Sentenza di Cassazione Penale Sez. 5 Num. 43103 Anno 2024
Penale Sent. Sez. 5 Num. 43103 Anno 2024
Presidente: COGNOME NOME
Relatore: COGNOME NOME
Data Udienza: 09/10/2024
SENTENZA
sul ricorso proposto da:
NOME nato a SCICLI il DATA_NASCITA
avverso l’ordinanza del 29/06/2024 del TRIB. LIBERTA’ di CATANIA
visti gli atti, il provvedimento impugnato e il ricorso; udita la relazione svolta dal Consigliere NOME COGNOME; letta la requisitoria a firma del Sostituto Procuratore Generale COGNOME
NOME COGNOME, che ha chiesto di rigettare il ricorso.
RITENUTO IN FATTO
Con ordinanza emessa il 30 maggio 2024, il Giudice per le indagini preliminari del Tribunale di Catania aveva applicato a NOME NOME la misura cautelare della custodia in carcere per il delitto di partecipazione ad associazione per delinquere di stampo mafioso (capo 1) nonché per il reato di cui agli artt. 2, 4 e 7 legge n. 895 del 1967 (capo 23).

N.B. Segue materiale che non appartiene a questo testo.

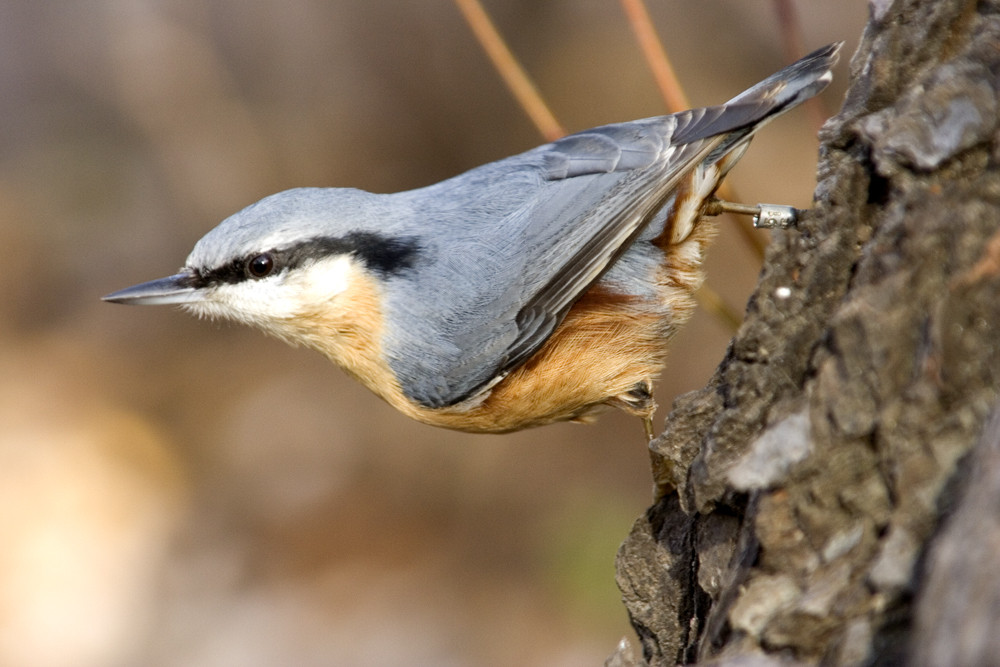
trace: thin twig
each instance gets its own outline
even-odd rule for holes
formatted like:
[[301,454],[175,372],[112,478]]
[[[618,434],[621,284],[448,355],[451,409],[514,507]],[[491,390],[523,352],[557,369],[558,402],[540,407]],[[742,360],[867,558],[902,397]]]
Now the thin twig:
[[663,95],[663,100],[667,103],[667,110],[670,113],[677,113],[691,108],[691,102],[684,94],[684,88],[677,80],[674,66],[670,62],[663,42],[656,34],[656,28],[649,17],[646,5],[642,0],[621,0],[622,9],[628,19],[632,32],[635,33],[639,48],[642,49],[646,57],[646,63],[656,79],[656,85]]
[[528,78],[524,68],[518,64],[517,59],[510,52],[479,0],[455,0],[455,4],[462,12],[469,27],[472,28],[472,33],[479,40],[483,50],[486,51],[486,55],[493,62],[493,66],[500,73],[504,83],[510,88],[514,97],[517,98],[521,107],[531,118],[531,122],[535,124],[546,141],[555,141],[565,135],[566,131],[559,125],[556,117],[542,100],[541,95],[538,94],[535,85]]

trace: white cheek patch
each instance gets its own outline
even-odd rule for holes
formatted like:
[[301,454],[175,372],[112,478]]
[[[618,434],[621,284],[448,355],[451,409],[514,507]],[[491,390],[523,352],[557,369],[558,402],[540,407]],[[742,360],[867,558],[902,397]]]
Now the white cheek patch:
[[327,301],[345,291],[357,271],[350,255],[337,255],[313,262],[299,270],[299,290],[303,304]]
[[262,280],[219,285],[206,301],[188,309],[205,317],[272,324],[330,301],[350,286],[355,271],[350,256],[338,255]]

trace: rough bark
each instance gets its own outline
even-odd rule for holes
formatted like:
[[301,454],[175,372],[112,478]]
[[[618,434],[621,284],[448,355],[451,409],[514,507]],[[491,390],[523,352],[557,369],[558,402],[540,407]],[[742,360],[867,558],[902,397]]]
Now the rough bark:
[[1000,2],[870,10],[814,208],[651,446],[638,662],[1000,655]]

Secondo l’originaria ipotesi accusatoria, ritenuta fondata dal Giudice per le indagini preliminari, NOME e il fratello NOME avrebbero partecipato (assieme a COGNOME NOME, COGNOME NOME, COGNOME NOME, COGNOME NOME, COGNOME
NOMENOME COGNOME NOME e COGNOME NOME) a un sodalizio di stampo mafioso, riferibile a RAGIONE_SOCIALE, operante sul territorio di Vittoria e comuni limitrof finalizzato a commettere una serie indeterminata di delitti contro la vita, l’incolumità individuale e il patrimonio, nonché ad acquisire la gestione o il controllo di attività economiche, anche mediante «l’operatività di COGNOME NOMENOME NOME, nel settore della produzione e commercializzazione di prodotti o rtofrutticol i ».
COGNOME NOME e COGNOME NOME, in particolare, avrebbero posto in essere le attività strumentali al perseguimento degli interessi criminali del sodalizio nel territorio di Scicli e Modica.
Con ordinanza del 29 giugno 2024, il Tribunale di Catania – Sezione riesame -, previa riqualificazione del reato di cui al capo 1) nel reato previsto dagli art 110 e 416 cod. pen., ha confermato l’ordinanza impugnata.
Ha proposto ricorso per cassazione NOME NOME, a mezzo del proprio difensore, articolando due motivi di seguito enunciati negli stretti limiti di cu all’art. 173, comma 1, disp. att. cod. proc. pen.
2.1. Con un primo motivo, articolato con particolare riferimento al delitto di partecipazione all’associazione per delinquere di stampo mafioso, deduce il vizio di motivazione.
Sostiene che mancherebbero gli elementi per ritenere sussistente il concorso esterno in associazione di tipo mafioso e, in particolare, quelli che, applicando i principi elaborati dalla giurisprudenza di legittimità, sarebbero stati necessari per qualificare «mafiosa» la ditta dell’indagato.
Evidenzia che, nel caso in esame, nessun vantaggio economico e nessuna posizione dominante sarebbero stati acquisiti dall’impresa dell’indagato, durante il periodo in cui egli aveva intrattenuto rapporti commerciali con il COGNOME.
Sotto altro profilo, evidenzia che l’indagato aveva «tenuto rapporti commerciali solo con le ditte riconducibili alla famiglia COGNOME o ai suoi rappresentanti (COGNOME), non avendo mai avuto rapporti di nessun tipo con gli altri presunti sodali».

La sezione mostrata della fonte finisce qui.